研究課題/領域番号 |
24300135
|
研究機関 | 久留米大学 |
研究代表者 |
野村 靖幸 久留米大学, 医学部, 教授 (00034041)
|
研究分担者 |
祖父江 元 名古屋大学, 医学(系)研究科(研究院), 教授 (20148315)

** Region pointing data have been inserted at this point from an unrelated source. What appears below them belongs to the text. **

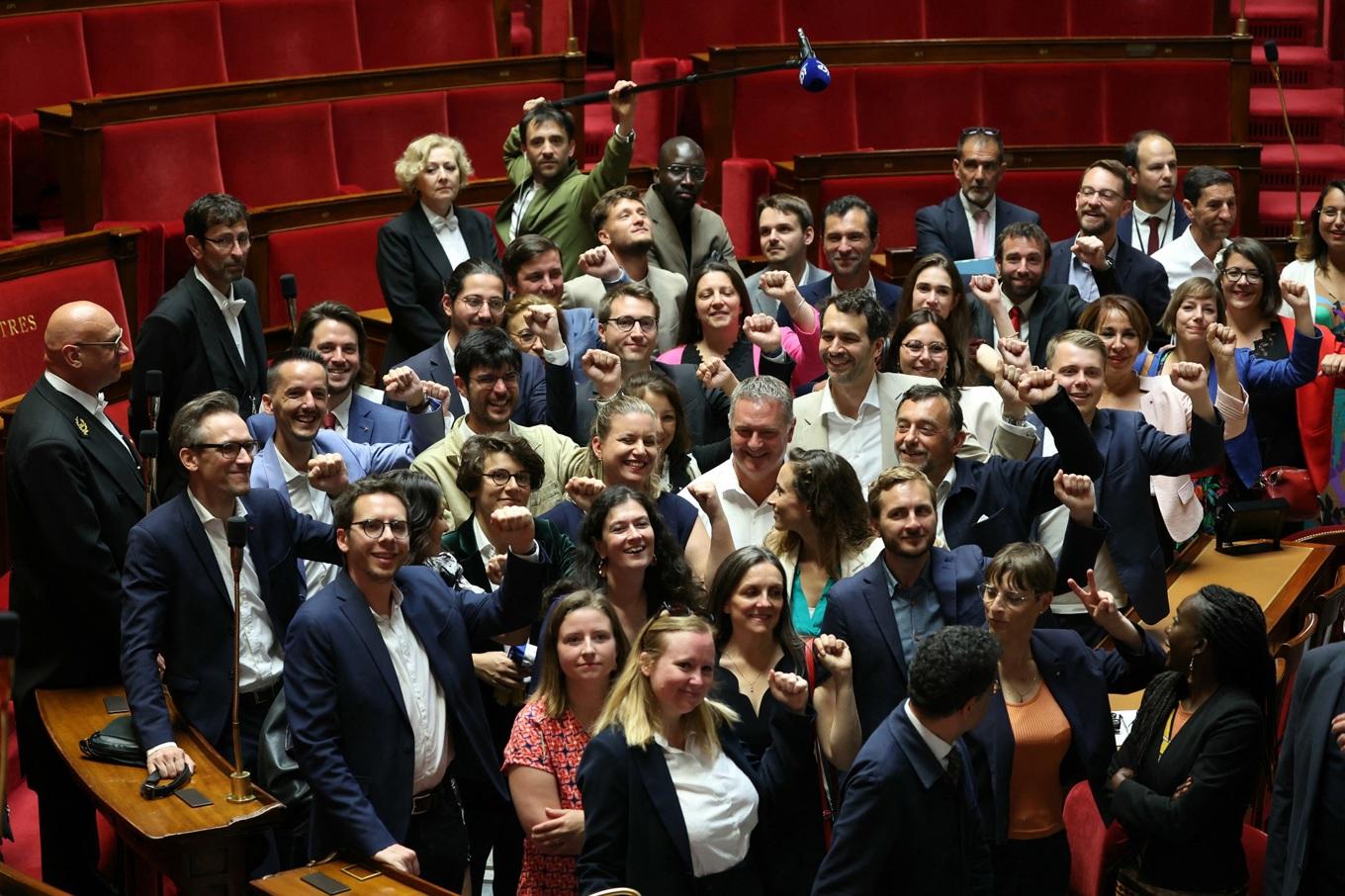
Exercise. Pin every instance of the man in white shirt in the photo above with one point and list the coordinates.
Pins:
(1210, 200)
(761, 426)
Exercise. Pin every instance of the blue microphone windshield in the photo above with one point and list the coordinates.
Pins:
(814, 75)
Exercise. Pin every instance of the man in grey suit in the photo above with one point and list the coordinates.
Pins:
(684, 234)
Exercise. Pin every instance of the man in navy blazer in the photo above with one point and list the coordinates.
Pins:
(1095, 261)
(179, 596)
(475, 299)
(849, 237)
(978, 167)
(1307, 809)
(908, 810)
(385, 713)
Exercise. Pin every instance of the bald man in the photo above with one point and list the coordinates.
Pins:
(684, 234)
(74, 490)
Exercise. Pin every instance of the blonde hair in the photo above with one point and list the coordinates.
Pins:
(411, 163)
(631, 704)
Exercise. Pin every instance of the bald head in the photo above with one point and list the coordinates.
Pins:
(84, 346)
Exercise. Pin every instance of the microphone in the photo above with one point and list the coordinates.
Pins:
(290, 290)
(1300, 227)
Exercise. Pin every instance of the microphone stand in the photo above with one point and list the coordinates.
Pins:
(239, 780)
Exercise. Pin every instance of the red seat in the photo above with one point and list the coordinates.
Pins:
(284, 38)
(153, 47)
(420, 33)
(329, 262)
(482, 118)
(885, 93)
(370, 134)
(277, 153)
(1044, 104)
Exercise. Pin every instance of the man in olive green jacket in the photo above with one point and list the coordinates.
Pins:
(552, 195)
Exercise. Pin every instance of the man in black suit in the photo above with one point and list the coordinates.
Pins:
(966, 224)
(74, 490)
(908, 811)
(1307, 810)
(205, 332)
(1095, 261)
(1034, 311)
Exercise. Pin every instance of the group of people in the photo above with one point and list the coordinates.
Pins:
(627, 570)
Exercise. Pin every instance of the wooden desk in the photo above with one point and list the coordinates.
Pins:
(388, 883)
(201, 850)
(1275, 580)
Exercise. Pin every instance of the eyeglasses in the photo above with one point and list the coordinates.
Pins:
(676, 172)
(522, 478)
(242, 241)
(627, 323)
(990, 592)
(477, 302)
(935, 349)
(374, 527)
(228, 450)
(1233, 275)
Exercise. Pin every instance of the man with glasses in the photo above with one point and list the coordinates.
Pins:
(1095, 261)
(626, 239)
(388, 728)
(684, 234)
(179, 589)
(74, 490)
(205, 332)
(966, 224)
(474, 299)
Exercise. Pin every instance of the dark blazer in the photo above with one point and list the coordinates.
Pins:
(370, 422)
(73, 493)
(186, 338)
(1054, 310)
(944, 228)
(413, 272)
(634, 831)
(1195, 841)
(1132, 275)
(1299, 779)
(353, 738)
(545, 392)
(859, 612)
(1079, 678)
(903, 825)
(1124, 226)
(176, 604)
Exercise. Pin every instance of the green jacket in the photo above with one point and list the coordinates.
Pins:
(561, 210)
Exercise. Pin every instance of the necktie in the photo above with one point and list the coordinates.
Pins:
(981, 242)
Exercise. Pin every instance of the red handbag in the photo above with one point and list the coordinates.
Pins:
(1296, 486)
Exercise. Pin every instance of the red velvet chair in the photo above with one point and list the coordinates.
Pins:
(153, 47)
(283, 38)
(329, 262)
(372, 134)
(417, 33)
(277, 153)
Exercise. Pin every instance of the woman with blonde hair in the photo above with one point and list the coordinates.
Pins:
(420, 247)
(672, 797)
(583, 650)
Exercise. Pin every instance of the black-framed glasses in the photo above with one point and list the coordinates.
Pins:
(376, 527)
(242, 241)
(522, 478)
(228, 450)
(989, 593)
(627, 323)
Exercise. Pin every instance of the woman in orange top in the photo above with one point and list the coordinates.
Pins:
(1049, 725)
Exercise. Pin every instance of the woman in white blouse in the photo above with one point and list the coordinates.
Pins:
(672, 798)
(418, 249)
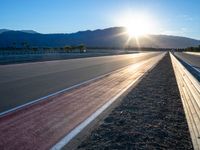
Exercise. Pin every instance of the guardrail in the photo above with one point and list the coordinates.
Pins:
(189, 89)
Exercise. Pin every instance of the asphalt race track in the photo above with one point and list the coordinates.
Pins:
(22, 83)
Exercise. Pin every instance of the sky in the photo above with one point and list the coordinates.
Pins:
(171, 17)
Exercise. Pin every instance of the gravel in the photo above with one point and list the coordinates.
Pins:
(150, 117)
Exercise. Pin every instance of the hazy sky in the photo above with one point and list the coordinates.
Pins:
(175, 17)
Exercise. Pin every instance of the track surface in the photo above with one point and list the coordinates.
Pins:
(22, 83)
(191, 59)
(41, 125)
(150, 117)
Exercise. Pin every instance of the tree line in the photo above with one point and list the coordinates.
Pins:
(27, 47)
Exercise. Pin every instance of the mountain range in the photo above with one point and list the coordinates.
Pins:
(110, 37)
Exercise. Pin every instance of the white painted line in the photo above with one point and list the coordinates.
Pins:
(80, 127)
(195, 68)
(59, 92)
(64, 141)
(54, 94)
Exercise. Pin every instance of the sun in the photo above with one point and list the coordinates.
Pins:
(138, 25)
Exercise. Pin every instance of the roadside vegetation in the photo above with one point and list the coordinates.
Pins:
(193, 49)
(26, 48)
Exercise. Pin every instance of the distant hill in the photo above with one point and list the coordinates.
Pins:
(25, 31)
(110, 37)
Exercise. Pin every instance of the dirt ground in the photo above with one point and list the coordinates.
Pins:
(150, 117)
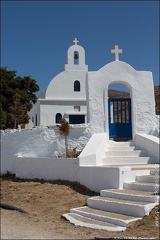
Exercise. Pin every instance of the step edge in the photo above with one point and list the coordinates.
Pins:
(95, 226)
(112, 220)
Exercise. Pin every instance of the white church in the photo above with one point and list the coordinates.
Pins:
(124, 173)
(81, 96)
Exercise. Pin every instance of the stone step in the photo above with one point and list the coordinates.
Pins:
(78, 220)
(122, 148)
(155, 171)
(142, 186)
(133, 208)
(148, 178)
(128, 160)
(104, 216)
(126, 144)
(136, 153)
(131, 195)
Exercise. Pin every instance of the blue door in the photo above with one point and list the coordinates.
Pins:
(120, 122)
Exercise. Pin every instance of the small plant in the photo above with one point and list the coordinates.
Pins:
(72, 153)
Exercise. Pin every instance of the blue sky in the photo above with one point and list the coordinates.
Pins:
(35, 35)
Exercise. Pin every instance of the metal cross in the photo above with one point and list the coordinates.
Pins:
(75, 41)
(116, 51)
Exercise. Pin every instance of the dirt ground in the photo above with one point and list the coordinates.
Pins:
(46, 202)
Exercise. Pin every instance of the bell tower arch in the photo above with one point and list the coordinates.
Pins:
(76, 58)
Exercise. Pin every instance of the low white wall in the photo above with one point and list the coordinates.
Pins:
(98, 178)
(94, 150)
(39, 142)
(47, 168)
(149, 143)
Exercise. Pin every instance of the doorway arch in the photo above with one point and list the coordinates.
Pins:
(119, 111)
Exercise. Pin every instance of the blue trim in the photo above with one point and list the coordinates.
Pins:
(120, 126)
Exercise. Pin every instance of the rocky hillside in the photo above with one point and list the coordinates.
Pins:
(119, 94)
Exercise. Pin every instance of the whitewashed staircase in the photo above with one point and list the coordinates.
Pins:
(115, 208)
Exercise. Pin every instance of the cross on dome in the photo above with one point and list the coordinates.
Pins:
(75, 41)
(116, 51)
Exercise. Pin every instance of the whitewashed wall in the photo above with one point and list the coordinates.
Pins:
(39, 142)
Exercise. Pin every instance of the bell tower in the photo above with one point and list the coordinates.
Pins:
(76, 58)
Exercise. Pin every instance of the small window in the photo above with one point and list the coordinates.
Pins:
(76, 57)
(77, 86)
(58, 117)
(77, 108)
(76, 119)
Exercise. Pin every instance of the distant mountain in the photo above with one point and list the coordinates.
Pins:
(119, 94)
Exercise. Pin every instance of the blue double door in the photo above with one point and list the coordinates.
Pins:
(120, 121)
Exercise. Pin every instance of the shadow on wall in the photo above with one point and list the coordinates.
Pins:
(155, 132)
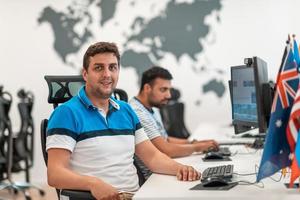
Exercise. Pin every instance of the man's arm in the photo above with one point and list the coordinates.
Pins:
(177, 140)
(160, 163)
(175, 150)
(60, 176)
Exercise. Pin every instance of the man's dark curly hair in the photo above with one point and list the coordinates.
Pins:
(153, 73)
(98, 48)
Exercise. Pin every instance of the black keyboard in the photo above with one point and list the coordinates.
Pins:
(222, 171)
(224, 151)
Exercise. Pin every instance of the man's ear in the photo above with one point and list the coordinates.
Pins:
(84, 74)
(147, 87)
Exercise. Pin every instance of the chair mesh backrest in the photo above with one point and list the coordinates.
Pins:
(63, 88)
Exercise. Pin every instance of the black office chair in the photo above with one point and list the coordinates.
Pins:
(23, 141)
(173, 116)
(6, 149)
(5, 140)
(61, 89)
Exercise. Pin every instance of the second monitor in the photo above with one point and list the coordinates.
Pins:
(251, 95)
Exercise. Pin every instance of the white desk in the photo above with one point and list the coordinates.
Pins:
(167, 187)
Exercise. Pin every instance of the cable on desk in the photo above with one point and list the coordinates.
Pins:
(270, 177)
(249, 174)
(251, 183)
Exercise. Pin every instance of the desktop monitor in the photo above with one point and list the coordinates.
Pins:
(251, 96)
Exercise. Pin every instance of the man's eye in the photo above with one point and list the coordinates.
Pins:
(113, 67)
(98, 68)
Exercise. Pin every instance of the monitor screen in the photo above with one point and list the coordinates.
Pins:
(250, 104)
(244, 95)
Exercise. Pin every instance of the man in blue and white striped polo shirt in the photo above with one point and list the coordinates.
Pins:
(92, 138)
(155, 92)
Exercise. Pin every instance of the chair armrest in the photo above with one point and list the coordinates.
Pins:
(77, 194)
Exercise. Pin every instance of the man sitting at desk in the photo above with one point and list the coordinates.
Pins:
(155, 92)
(92, 138)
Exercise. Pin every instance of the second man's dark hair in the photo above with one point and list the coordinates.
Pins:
(100, 47)
(154, 72)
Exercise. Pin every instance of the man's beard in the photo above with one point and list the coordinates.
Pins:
(159, 104)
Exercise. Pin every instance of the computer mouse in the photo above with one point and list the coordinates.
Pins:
(215, 182)
(213, 156)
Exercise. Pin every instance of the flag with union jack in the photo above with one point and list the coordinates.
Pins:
(293, 127)
(277, 151)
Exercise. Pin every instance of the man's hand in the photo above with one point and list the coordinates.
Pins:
(103, 191)
(187, 173)
(206, 145)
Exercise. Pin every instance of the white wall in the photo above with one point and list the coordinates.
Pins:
(247, 28)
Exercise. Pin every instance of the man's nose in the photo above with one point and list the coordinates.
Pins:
(168, 94)
(106, 72)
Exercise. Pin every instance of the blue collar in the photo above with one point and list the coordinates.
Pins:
(87, 102)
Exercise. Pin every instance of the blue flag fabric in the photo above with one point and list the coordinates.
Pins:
(277, 151)
(297, 150)
(296, 53)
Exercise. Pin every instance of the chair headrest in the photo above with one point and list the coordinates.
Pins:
(63, 88)
(175, 94)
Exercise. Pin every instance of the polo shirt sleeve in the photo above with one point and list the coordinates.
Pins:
(61, 130)
(140, 134)
(147, 121)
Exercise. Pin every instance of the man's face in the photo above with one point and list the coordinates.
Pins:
(159, 92)
(102, 75)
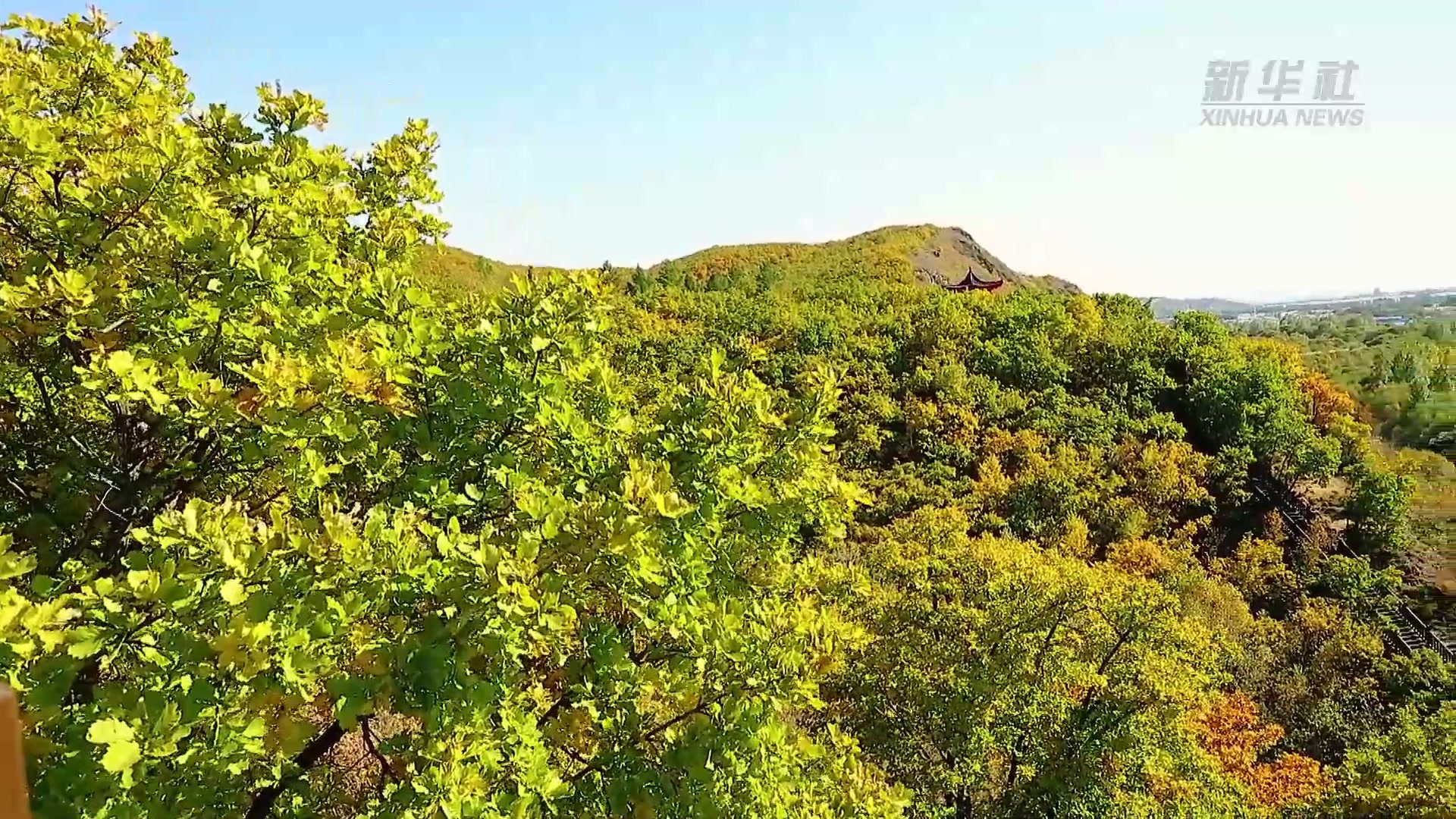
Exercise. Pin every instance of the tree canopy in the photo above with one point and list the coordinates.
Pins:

大熊 康修 千葉科学大学, 薬学部, 教授 (20127939)
北村 佳久 京都薬科大学, 薬学部, 准教授 (60195295)
友部 浩二 横浜薬科大学, 薬学部, 准教授 (80460286)
金子 雅幸 岐阜薬科大学, 薬学部, 講師 (10322827)
|
研究期間 (年度) |
2012-04-01 – 2015-03-31
|
キーワード | ユビキチンリガーゼ / アルツハイマー病 / ERAD / 小胞体ストレス / Dorfin / HRD1 / アミロイドβ / 質量分析 |
研究概要 |
私たちはこれまで、アルツハイマー病発症に関わるAβの前駆体タンパク質APPが、ERADに関与するユビキチンリガーゼHRD1の基質となることを明らかにした。さらに、アルツハイマー病患者の大脳皮質において、HRD1のタンパク質が不溶化により減少し、HRD1が酸化ストレスである過酸化水素、ロテノン、4-ヒドロキシノネナール(4-HNE)により不溶化することを証明している。今回私たちは、HRD1の修飾部位を質量分析によって同定した。その結果、HRD1の酵素活性に重要なRING-finger領域のシステイン残基が酸化修飾を受けることが判明した。また、このシステイン残基を保護する目的で、N-エチルマレイミド(NEM)で前処理したところ、4-HNEによる分子量増加がNEMによって抑制された。このことからHRD1は、酵素活性部位にあるシステイン残基が酸化修飾を受けることで不溶化・減少する可能性が示唆された。以上の結果をまとめ、PLOS One誌に発表した。 私たちはこれまで、ERADに関与する新規のユビキチンリガーゼの中から、RNF19BおよびRNF19Bと相同性が高いDorfin(RNF19A)が、Aβの産生機構に関与することを見出し、γ-セクレターゼによるAPPの切断に関与することを明らかにしている。そこで今回、その機構を明らかにするため、Dorfinに結合するタンパク質を質量分析により同定した。その結果、14-3-3εがDorfinと結合することが判明した。14-3-3は、APPの輸送に関与することが報告されており、今後は、その機構に対するDorfinの関与を明らかにする予定である。
|
現在までの達成度 (区分) |
現在までの達成度 (区分)
1: 当初の計画以上に進展している
理由
HRD1に関する酸化修飾の研究は、一定の成果を挙げ、PloS One誌に成果を公表できた。 Dorfinの結合タンパク質について期待された結果が出ており、おおむね順調に進展している。
|
今後の研究の推進方策 |
Dorfinによる14-3-3を介したAPPの輸送調節機構についてさらに詳細を検討する。
|
次年度の研究費の使用計画 |
平成25年度の物品費には、研究の進捗上、購入しなかった試薬、器具等があった。当該研究を次年度に実施の際、物品費のほか、旅費、人件費等に充当する。 次年度は、物品費のほか、旅費、人件費等にも充当し、研究を各段に進展する。